Growing our connection to food
Today at our Mountain View headquarters we're celebrating the one-year anniversary of an important project: our organic garden. Not only does it provide a stunning centerpiece for the central campus; it yields produce and herbs that are used daily in the cafes on campus. Although many Googlers would like to think of themselves as Renaissance men and women, a green thumb didn't exactly come as easily to some as C++ development might. Fortunately, the garden wasn't just an ambitious 20% project but rather, an initiative that we took on with the partnership of The Growing Connection.
The Growing Connection is a grassroots project of the UN's Food and Agriculture Organization (FAO). The work of the Growing Connection originates with a humble earth box, a patented growing system that helps growers to cultivate produce with limited space and water. The project really has two parts: teaching people around the world, especially kids, how to cultivate their own food, and giving them a hands-on lesson in nutrition. The latter entails connecting growers so that kids growing corn on rooftops in Harlem can share their experiences with students planting earth boxes in Ghana.

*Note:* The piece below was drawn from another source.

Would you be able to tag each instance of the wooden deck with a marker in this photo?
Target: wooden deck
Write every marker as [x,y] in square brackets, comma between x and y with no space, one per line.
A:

To earmark today's anniversary, we had a little get-together at the Googleplex, complete with cucumber and lemon verbena infused waters, organic snacks and a few words from Robert Patterson, Senior Liaison Officer at FAO. "Like Google, Growing Connections combines growth and information," he observes. "So coming to Google has been a natural fit. We work from kids from all over--Africa, Latin America, the Caribbean and the United States. They learn to like each other through food and realize that they're part of an actual solution for hunger and poverty."